During the mid-1970s, WGRD was frequently the #1 station (12+) in the Grand Rapids market. In the 1979 Fall Arbitron ratings period, WGRD was on top with a 19 share. By 1985, the station was known as "98 Rock, WGRD". Throughout the mid and late 1980s, both WGRD and WKLQ battle for competition. WGRD earned a 12.2 share (12+) in the Summer 1986 Arbitron ratings, that was helped by the popular "98 Rock Morning Show" hosted by Johnny "Big John" Howell, Robert "Radar" Shroll, and Jennifer Stephens, but WGRD fell out the top spot when WKLQ dominated the ratings in the Fall 1986 ratings. KLQ would continue to dominate into 1987 but remained steady in the Top 5 by 1988. That same year in 1988, the station dropped the "98 Rock" brand and went with the branding "98 WGRD". Two years later in 1990, WGRD became the only CHR station in the Grand Rapids market following KLQ's CHR dropout that same year.

===Alternative and Mainstream Rock===
By the summer of 1994, WGRD-FM's station moniker was "Grand Rapids #1 Hit Music Station! 98 WGRD". But its Top 40 sound found increasing competition from other area radio stations with similar formats. By the following year in 1995, WGRD-FM had lost significant market share to 104.5 WSNX in Muskegon, which had flipped from adult contemporary music to Top 40/CHR. WSNX was programmed by former WGRD music director J.J. Duling and began to eclipse WGRD in the area radio ratings. During that year, WGRD began phasing in popular alternative rock and modern AC songs to the playlist. Over the next several months, the Top 40 hits were heard less and less, with WGRD beginning to promote itself as alternative rock.

In 2000, WGRD was acquired by Regent Broadcasting, which changed its name to Townsquare Media ten years later. In August 2010 a reunion of more than 60 former WGRD staff members was held in Grand Rapids which included market legend Bruce Grant, the original program director from 1948, and dozens of other personalities from the AM 1410/FM 97.9 history. During 2010, WGRD began to shift its focus from alternative rock to mainstream rock. This was due to a format hole in the market being created by longtime rock station 94.5 WKLQ switching to sports talk.

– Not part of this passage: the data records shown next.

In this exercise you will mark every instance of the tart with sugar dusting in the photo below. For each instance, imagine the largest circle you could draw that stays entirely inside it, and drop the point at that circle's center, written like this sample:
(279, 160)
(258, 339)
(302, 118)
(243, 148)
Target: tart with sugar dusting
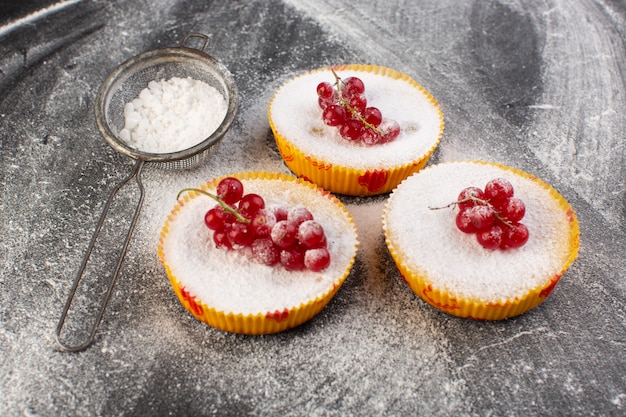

WGRD's target demographic is Men ages 18–34 and a secondary of Men 25-54 (Arbitron demographics).

===Free Beer and Hot Wings===
The Free Beer and Hot Wings Show is WGRD's comedy/talk wake-up program. It is syndicated by Compass Media Networks and heard across the U.S., mostly on rock stations. It began airing on WGRD in 2004.

The cast consists of five members: Gregg "Free Beer" Daniels, Chris "Hot Wings" Michels, Steve McKiernan, Kelly Cheesborough and Maitlynn Mossolle. The show is now syndicated in 38 markets throughout the United States.